Poetry/art does not have a profession of faith—and I’m not advocating one—so must on its own terms validate its position and prominence in culture.

It is easy enough to see the effects of politics on your life even if you’re not particularly political and never care to pick up a newspaper: roads are built, taxes levied, laws created. Same’s true for religion, even if you are not particularly religious. In a slightly more abstract way, religion, all religions, and their accompanying system of ethics and cultural mores and stories, manipulate the balance of debates, change how society relates to the world, change the significance given to both material and intellectual matter.

As a quick example: before the 1960’s and American society’s mass introduction to the eastern religions (Buddhism, Jainism, Hinduism, etc.), vegetarianism and veganism were almost unheard of as cultural phenomena. Yet after these “new” religions caught on, after their moral systems were unpacked, American society came not only to tolerate but to demand that these systems be recognized—today, how many restaurants have zero vegetarian options? That’s only one very small example.

But then there’s art. Art as defined in its broadest possible terms: as painting, as poetry, as film, fiction, drama, sculpture, dance, etc. A wormy practice of production that make useless products (at least in a utilitarian sense) that can’t easily be identified or described, have no real system of values, and in fact, have no real system at all. Saving the question as to what art is for some other time, let’s move right on to what it does and how it shapes culture. The simplest answer is to say it does nothing. Really. It does nothing. Nothing is what it does: it’s where it gets its power. We cannot make demands of art like we can of religion and politics (build me a road, or, bring me salvation), but it can talk about them, it can show them from different angels and repeat the arguments in terms that shock the listener out of cliché, out of constraints. Art clarifies the way we see the world, dictates how we talk about it, manipulates what we see as truly existing. Using the arguments of politics and religion, of science and philosophy, it twists the stuff of day-to-day life into a new weave, puts the rug on the wall and says, you can look at it or you can walk over it, but either way the joke’s on you: this is who you are. If Thomas Mann was right when he said, “Speech is civilization itself,” then art, at once both the simplest and most complex form of communication, is civilization saying what it’s like to be a speaker: alive, thinking, above the world’s constraints and knee deep in its muck.

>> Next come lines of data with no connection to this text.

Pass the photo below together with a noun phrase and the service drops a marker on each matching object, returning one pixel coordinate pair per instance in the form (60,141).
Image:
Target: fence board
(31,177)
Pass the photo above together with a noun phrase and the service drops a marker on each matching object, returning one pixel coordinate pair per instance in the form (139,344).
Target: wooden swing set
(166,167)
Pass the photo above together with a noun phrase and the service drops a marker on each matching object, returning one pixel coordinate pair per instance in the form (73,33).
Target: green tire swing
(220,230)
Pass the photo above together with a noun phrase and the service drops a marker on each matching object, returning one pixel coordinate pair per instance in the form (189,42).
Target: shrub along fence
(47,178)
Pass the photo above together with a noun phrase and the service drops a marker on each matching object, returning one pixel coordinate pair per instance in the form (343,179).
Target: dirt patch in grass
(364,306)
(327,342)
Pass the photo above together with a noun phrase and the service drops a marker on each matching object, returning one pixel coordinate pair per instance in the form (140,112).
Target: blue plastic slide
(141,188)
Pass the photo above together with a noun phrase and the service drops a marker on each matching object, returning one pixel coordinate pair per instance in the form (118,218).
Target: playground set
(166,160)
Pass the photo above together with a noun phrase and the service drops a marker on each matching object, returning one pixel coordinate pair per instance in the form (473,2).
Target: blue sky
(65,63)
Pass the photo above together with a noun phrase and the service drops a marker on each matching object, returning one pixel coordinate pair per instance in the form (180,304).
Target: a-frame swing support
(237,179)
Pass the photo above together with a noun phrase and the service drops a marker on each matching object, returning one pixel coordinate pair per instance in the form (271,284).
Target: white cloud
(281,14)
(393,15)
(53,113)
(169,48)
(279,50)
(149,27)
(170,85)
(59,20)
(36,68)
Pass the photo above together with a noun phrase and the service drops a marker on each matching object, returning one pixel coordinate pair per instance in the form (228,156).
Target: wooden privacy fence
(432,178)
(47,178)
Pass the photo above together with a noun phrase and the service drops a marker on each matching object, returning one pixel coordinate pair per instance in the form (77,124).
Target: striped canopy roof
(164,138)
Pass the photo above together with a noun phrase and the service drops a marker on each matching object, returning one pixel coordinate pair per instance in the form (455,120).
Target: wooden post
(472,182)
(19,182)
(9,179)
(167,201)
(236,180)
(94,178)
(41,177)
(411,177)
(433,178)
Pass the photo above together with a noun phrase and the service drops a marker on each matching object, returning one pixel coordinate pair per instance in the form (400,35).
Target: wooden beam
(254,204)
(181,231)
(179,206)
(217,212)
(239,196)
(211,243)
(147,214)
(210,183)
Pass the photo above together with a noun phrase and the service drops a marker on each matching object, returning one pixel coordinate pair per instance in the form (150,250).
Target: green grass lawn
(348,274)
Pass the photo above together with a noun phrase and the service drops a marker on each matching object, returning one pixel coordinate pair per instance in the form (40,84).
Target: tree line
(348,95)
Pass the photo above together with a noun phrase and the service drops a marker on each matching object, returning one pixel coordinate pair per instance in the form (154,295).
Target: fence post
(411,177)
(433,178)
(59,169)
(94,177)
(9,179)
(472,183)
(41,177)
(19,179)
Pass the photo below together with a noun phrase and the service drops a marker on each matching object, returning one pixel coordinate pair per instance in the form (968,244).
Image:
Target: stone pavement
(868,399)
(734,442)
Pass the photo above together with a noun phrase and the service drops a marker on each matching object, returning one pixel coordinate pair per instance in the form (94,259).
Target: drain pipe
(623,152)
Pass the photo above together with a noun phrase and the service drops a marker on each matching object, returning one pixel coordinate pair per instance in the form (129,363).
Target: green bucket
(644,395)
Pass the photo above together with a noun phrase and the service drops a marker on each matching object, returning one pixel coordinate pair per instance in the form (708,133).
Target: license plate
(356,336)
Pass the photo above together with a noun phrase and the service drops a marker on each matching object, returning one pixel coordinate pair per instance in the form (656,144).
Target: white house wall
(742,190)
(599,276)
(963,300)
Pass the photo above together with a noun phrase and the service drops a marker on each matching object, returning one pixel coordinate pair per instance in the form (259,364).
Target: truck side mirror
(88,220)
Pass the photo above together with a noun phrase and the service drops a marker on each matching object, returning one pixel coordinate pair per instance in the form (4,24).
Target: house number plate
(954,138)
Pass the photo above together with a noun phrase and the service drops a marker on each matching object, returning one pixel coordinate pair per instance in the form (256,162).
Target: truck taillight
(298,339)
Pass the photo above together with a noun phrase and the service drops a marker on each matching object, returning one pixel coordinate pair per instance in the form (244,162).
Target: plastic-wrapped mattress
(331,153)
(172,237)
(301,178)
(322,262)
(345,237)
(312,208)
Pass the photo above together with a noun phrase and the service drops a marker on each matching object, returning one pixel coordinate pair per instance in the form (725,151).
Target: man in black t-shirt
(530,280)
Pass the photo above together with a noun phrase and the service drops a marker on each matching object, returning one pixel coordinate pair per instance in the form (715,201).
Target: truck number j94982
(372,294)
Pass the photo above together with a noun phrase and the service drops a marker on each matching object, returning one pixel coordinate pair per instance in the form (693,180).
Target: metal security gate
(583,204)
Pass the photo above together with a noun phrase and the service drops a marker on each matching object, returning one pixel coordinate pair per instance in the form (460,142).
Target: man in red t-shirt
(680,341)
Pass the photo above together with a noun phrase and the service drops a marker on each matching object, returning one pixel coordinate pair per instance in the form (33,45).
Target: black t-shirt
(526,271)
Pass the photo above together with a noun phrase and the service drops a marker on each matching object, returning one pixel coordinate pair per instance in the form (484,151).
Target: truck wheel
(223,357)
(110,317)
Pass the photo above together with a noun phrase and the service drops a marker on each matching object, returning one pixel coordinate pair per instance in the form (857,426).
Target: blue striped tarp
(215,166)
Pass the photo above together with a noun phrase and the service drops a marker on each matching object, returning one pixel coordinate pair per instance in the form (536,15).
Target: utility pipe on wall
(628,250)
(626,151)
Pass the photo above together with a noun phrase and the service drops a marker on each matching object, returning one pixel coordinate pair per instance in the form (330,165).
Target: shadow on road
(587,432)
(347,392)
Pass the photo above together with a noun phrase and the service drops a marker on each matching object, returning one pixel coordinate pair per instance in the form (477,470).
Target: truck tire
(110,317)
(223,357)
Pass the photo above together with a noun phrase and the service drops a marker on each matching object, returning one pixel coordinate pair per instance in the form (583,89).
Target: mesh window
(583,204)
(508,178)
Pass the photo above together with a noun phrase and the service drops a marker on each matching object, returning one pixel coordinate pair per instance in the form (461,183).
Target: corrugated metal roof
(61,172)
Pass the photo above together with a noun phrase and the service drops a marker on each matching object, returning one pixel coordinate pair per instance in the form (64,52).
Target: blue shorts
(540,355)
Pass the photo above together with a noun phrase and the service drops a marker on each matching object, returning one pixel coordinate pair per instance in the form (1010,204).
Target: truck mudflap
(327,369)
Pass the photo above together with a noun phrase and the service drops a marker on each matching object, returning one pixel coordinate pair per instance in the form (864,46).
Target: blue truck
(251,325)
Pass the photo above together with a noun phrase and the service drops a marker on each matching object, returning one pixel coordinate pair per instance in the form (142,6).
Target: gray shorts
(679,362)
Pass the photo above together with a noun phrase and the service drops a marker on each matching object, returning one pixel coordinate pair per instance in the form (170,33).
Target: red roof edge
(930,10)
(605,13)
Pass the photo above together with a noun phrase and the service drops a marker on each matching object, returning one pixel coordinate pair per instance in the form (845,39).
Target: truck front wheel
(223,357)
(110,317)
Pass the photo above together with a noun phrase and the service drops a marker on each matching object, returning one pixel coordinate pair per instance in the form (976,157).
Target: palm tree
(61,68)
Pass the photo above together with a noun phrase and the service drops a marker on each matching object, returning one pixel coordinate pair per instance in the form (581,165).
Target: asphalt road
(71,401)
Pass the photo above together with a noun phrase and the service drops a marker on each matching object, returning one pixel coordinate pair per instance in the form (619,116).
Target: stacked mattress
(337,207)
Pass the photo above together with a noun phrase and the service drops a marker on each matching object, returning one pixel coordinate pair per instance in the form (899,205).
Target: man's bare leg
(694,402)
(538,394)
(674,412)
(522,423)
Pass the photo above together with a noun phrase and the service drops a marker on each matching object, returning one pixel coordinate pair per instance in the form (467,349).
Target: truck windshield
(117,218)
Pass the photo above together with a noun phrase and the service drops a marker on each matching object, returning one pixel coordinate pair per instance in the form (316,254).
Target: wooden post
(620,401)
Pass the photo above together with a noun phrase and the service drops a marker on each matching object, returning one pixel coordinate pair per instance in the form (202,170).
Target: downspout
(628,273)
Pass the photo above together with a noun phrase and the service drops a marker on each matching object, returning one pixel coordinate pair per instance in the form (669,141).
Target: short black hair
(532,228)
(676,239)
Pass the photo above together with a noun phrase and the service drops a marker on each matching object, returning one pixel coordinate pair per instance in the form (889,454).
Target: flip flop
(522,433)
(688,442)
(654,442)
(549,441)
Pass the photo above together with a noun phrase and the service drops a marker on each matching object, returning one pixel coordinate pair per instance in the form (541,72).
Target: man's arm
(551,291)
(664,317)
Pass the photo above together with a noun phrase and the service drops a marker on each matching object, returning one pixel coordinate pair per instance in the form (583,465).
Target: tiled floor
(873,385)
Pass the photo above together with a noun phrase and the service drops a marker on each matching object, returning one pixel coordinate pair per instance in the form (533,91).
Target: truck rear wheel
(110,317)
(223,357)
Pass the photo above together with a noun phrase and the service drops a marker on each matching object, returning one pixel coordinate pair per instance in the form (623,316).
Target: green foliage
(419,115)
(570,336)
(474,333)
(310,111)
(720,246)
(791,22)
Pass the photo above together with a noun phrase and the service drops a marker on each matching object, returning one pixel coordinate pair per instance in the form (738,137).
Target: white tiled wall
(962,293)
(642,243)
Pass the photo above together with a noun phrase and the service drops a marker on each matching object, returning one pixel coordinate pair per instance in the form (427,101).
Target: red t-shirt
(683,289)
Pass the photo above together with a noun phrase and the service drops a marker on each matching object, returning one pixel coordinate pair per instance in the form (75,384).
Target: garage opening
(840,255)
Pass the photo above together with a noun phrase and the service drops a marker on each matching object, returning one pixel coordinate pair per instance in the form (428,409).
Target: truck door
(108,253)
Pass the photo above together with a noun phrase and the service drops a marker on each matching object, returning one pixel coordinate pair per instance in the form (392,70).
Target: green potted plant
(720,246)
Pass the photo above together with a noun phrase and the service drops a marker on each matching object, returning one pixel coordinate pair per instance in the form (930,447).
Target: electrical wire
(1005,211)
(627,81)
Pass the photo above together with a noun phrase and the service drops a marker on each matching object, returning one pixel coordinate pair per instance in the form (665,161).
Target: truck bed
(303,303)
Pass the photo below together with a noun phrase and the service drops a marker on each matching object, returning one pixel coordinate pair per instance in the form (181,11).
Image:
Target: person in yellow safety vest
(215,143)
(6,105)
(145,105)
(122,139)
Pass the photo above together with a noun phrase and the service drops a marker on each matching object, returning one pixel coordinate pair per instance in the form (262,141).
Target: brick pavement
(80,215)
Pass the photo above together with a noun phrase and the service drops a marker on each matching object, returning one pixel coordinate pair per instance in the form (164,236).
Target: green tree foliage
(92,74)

I forget this, as I’m sure most do. So, I probably agree with the principal’s decision to make the school pay attention to the snot-nosed kid in the back of the lunch room, at least for some small portion of a month. Maybe then we’d see what he really does and free him of explaining, if even just to himself, his reasons for existing… Though, on second thought, all the attention in the world probably won’t stop his existential doubts; maybe tamper them, make them less manic. Let’s hope.